Milano Calibro 9 first hit DVD in Italy from Raro sporting English and Italian tracks with no subtitle options, later ported over to American DVD with the addition of English subs. As with many Italian films of the period, there's no clear winner between the Italian audio (which sounds classier) and the English (which is far more often in synch with what everyone's saying). The big extra is the half-hour "Caliber 9" documentary, which packs in chats with the late Di Leo, Bacalov, and Bouchet (who talks about the press leak of her bikini shoot), and more cast, crew and critics including Franco Lo Cascio, Maurizio Colombo, Luca Crovi, Andrea G. Pinketts, Armando Novelli, and. Amedeo Giomini. The more generic "Fernando Di Leo: The Genesis of the Genre" runs eight minutes longer as it surveys the director's crime film career and makes a case for his role as one of the pioneers in the genre. Many of the same participants return here (including Di Leo, obviously) along with other actors like Luc Merenda and Howard Ross sitting around on plush couches. A third featurette (and shortest of the bunch at 26 minutes), "Scerbanenco Noir," is sort of a general look at Italian cop and gangster films with some of the same critics (and Lamberto Bava, oddly) offering a primer on the '70s fondness for bullets and betrayal. There's no trailer, but you do get a still gallery with commentary by Moschin and a Di Leo bio and filmography.

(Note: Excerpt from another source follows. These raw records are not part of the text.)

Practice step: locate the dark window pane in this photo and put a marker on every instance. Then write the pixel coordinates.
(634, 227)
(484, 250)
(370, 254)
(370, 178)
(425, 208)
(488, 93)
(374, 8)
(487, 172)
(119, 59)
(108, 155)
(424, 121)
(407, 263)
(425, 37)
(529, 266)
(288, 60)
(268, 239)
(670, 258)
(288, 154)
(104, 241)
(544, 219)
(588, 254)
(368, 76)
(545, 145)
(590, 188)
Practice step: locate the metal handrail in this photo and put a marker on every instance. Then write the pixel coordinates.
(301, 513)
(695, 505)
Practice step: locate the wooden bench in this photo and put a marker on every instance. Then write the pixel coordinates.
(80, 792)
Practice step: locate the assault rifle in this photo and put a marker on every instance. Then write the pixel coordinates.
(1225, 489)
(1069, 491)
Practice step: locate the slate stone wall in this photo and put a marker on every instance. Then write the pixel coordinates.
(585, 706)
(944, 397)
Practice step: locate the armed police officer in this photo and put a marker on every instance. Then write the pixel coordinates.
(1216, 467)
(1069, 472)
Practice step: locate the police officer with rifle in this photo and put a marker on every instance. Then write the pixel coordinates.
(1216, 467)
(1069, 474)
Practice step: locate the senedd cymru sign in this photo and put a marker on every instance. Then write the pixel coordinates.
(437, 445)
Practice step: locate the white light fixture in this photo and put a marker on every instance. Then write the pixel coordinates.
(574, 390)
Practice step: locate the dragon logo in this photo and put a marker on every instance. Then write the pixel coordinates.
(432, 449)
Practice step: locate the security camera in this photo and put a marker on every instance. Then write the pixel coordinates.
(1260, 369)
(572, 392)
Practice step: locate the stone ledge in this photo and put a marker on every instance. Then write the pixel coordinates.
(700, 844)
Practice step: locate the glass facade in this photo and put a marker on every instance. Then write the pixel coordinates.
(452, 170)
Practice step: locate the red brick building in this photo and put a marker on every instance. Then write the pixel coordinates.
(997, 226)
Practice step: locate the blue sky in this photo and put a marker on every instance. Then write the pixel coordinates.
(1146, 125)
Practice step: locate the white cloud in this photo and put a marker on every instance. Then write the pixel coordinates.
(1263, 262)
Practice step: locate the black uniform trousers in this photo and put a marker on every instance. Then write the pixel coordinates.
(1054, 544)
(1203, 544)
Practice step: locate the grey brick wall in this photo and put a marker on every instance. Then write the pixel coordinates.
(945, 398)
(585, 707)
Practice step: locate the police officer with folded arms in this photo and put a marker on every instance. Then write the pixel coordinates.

In 2012, Raro revisited the film courtesy of a fresh HD transfer for its first Di Leo Blu-ray set along with The Italian Connection, The Boss, and Rulers of the City. The same language options and extras were included, but unfortunately this turned out to be the clunkiest transfer of the set with its vivid colors and bright appearance compromised by that nasty digital watercolor scanning effect that plagued so many Italian HD releases around that time. The edges of clothing, hair, and buildings often turn into indistinct, digital smudges, and the whole thing has a highly processed, artificial look that proves to be very distracting for much of the running time. Here's a sample grab from that release, though you have to see it in motion to get the full effect.
Fortunately there's a much better option in the UK courtesy of Arrow's dual-format Blu-ray and DVD release from 2015, whose transfer takes the Raro one out back, slams it against the wall a few times, and plants a bullet in its head. Everything looks far more natural, vivid, crisp, cinematic -- it's just a gorgeous piece of work and up there with the label's past Italian slam dunks like Zombie and Contamination. The LPCM Italian and English tracks sound great as well, with optional English subtitles. Some of the extras from the prior release are carried over here, namely "Fernando Di Leo: The Genesis of the Genre," the making-of documentary, and "Scerbanenco Noir," while the American and Italian trailers are finally unearthed and included as well. You also get a fine helping of new bonus material highlighted by "Italia Violenta," a 17-minute piece with Matthew Holness (creator and star of the insanely underrated Garth Merenghi's Darkplace) exploring how this film both addresses and subverts the conventions of the crime film and fits in with Di Leo's larger genre-tweaking filmography. There's also a new 3-minute audio interview with Moschin about his experiences making the film, plus the usual eye-catching reversible packaging complete with liner notes by Italian crime historian Roberto Curti. Needless to say, it's quite a massive upgrade all around and highly recommended.